Although the plan was always for the little green box to run open source software, it seems the design was changed at the last minute to permit someone to put Windows on it instead.
The alteration was minor, adding just an SD card slot, but probably due to a lot of lobbying (maybe some bribes?) from the Big Monopoly in Redmond.
Friday, the project’s CTO Mary Lou Jespen conceded that the hardware changes were mandated in order to allow developers to run “software that’s not the most trim, svelte software in the world.” While Jepsen didn’t specifically mention Microsoft’s influence in the addition of the card slot, she did say that Redmond was busy hacking up a version of Windows to run on the XO.
It will be interesting to see what kind of hacked up version of Windows they get running on this machine.
And then there’s an editorial from something called the Globalisation Institute in which they declare the “very worst idea in international development circles is the One Laptop Per Child scheme being fronted by academic Nicholas Negroponte”.
Ouch!
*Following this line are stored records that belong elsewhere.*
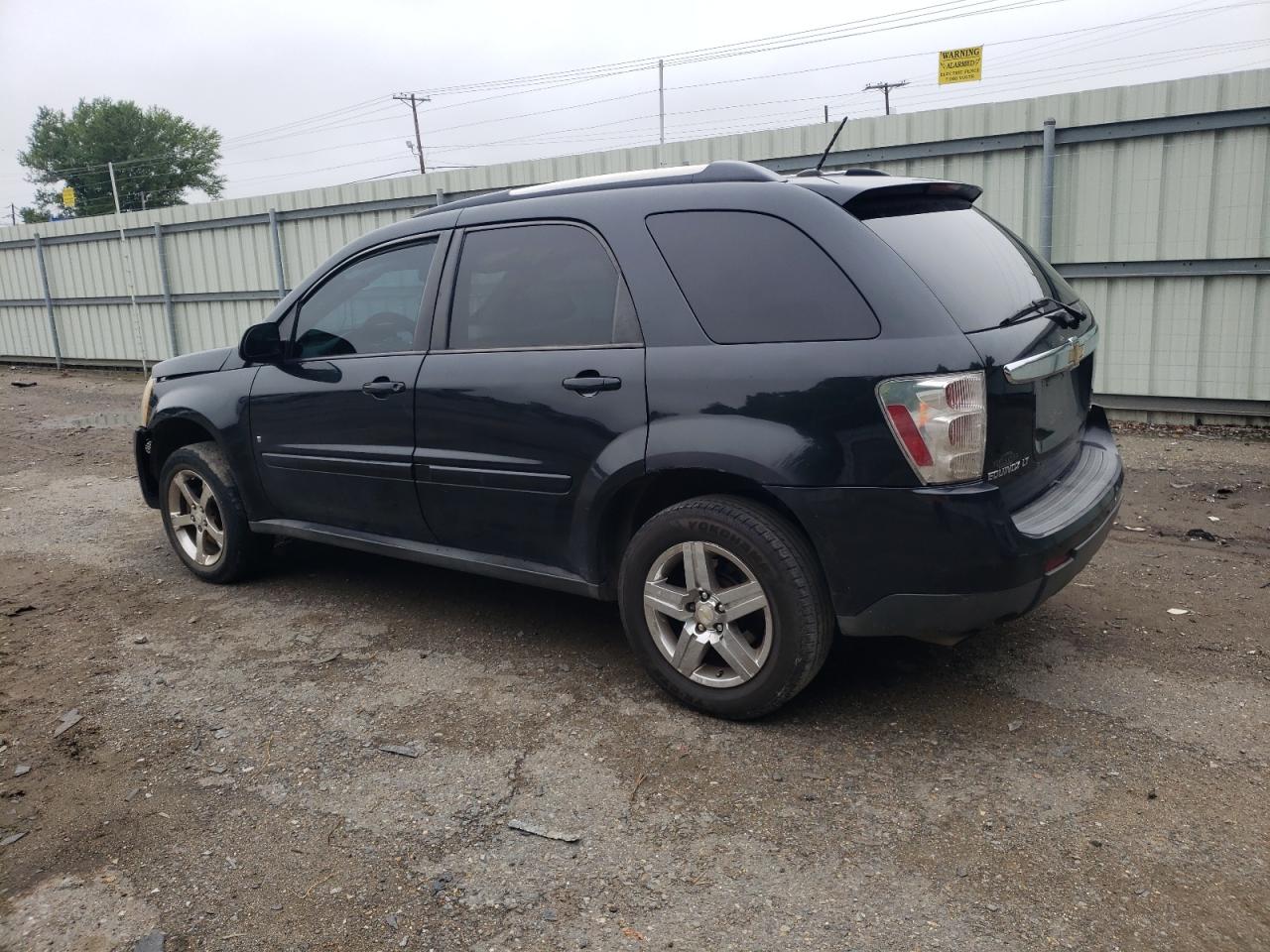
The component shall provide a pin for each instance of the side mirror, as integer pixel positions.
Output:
(261, 344)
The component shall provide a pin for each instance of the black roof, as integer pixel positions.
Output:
(846, 184)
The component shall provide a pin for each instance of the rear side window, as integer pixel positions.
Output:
(539, 286)
(751, 278)
(978, 270)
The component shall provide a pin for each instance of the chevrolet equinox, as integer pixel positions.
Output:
(754, 411)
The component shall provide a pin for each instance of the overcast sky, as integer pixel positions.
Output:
(246, 67)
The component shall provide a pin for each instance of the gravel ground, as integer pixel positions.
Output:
(1091, 777)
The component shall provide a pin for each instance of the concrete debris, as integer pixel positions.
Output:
(68, 720)
(399, 749)
(521, 826)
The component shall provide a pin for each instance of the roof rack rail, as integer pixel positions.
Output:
(716, 171)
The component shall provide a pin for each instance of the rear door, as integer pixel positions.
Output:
(532, 394)
(1039, 368)
(333, 424)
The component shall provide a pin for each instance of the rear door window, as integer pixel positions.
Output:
(539, 286)
(978, 270)
(753, 278)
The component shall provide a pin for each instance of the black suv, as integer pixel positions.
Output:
(756, 411)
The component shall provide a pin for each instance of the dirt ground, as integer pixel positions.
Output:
(1091, 777)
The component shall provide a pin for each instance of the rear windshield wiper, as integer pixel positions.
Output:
(1071, 317)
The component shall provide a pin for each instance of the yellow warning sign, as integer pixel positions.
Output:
(964, 64)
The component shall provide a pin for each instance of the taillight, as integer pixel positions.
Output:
(940, 421)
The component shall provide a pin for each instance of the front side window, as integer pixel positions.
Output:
(538, 286)
(370, 307)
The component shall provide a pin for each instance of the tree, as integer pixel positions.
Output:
(157, 155)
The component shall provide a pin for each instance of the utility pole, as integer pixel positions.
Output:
(414, 111)
(127, 271)
(661, 100)
(885, 90)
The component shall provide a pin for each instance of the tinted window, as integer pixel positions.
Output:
(753, 278)
(978, 270)
(370, 307)
(538, 286)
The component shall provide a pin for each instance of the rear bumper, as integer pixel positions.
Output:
(937, 563)
(141, 447)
Watch out for those “academics”.
As near as I can figure, their primary complaint is that business isn’t running this show, noting that this will be a “monopoly type of computer for two billion children across the developing world”.
They, like many others in the corporate world (including the BM), have missed key points about OLPC, which their mission statement spell out in clear language that even the people at “Europe’s global think tank” should be able to understand.
OLPC is not, at heart, a technology program, nor is the XO a product in any conventional sense of the word. OLPC is a non-profit organization providing a means to an end–an end that sees children in even the most remote regions of the globe being given the opportunity to tap into their own potential, to be exposed to a whole world of ideas, and to contribute to a more productive and saner world community.